Showing posts with label ERCB. Show all posts
Showing posts with label ERCB. Show all posts

Thursday, September 27, 2012

Connacher gets approval for Great Divide expansion

Conacher assets, including Great Divide.
From  http://www.energy-pedia.com 
Connacher has received ERCB approval for its Great Divide expansion project. The plan for the SAGD project is to add 24,000 bbl/d to the current production capacity of 10,000 bbl/d.

Wednesday, September 19, 2012

Osum gets approval for Taiga project near Cold Lake

Taiga cross section stolen from the Osum website.
Osum Oil Sands Corp. (my personal favourite oil sand company name) has received authorization from the ERCB to build its Taiga project 25km north of Cold Lake. The plan is for a 35,000 barrel per day SAGD project, the first 10,000 barrel per day phase of which will supposedly startup in 2013.

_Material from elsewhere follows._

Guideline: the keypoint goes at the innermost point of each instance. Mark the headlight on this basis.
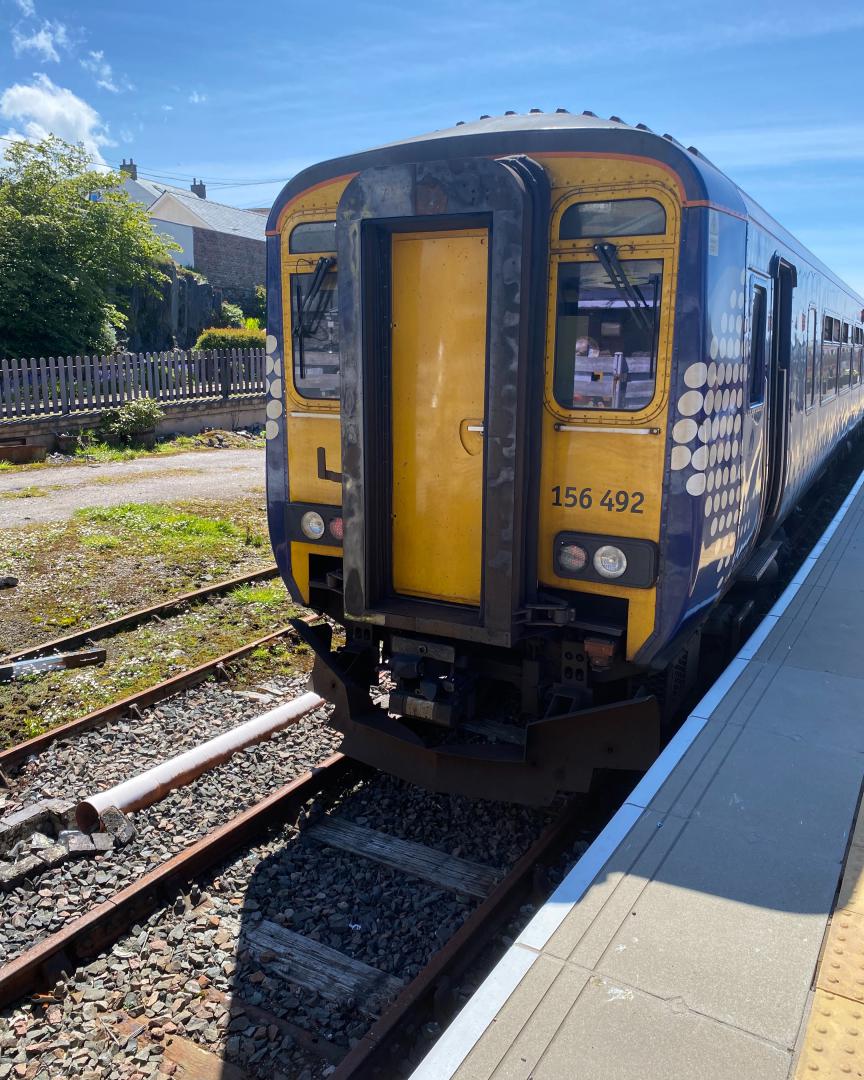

Osum is a private company with a bunch of deep pocketed partners, including Warburg Pincus, Blackstone Capital Partners, Camcor Partners Inc., Kern Partners, Goldman Sachs and the Singaporean and South Korean sovereign wealth funds. Perhaps its most attractive assets are the Grossmont carbonates it owns with Laracina, which contain a massive amount of bitumen but have yet to be effectively extracted. Taiga is clastic, not carbonates, and so is a much more conventional oil sands project, to the degree that any oil sand project can be conventional. Osum also has a pretty slick website that moves and bounces and stuff.

Thursday, July 12, 2012

Shell gets conditional approval for carbon capture scheme

The Scotford upgrader.
Picture from Natural Resources Canada. That's right,
I'm stealing pictures from the government now.
Shell has been given conditional approval from the ERCB to capture carbon dioxide from its Scotford upgrader near Edmonton. That's a first for the industry. The project is planned to cost $1.35 billion dollars and capture 1.2 million tonnes of CO2 per year. That apparently includes $745 million over 15 years from the Alberta government and $120 million from the federal clean energy fund. The rest of the cost will presumably be split between Shell and its Scotford partners - Chevron and Marathon, each with 20% stakes.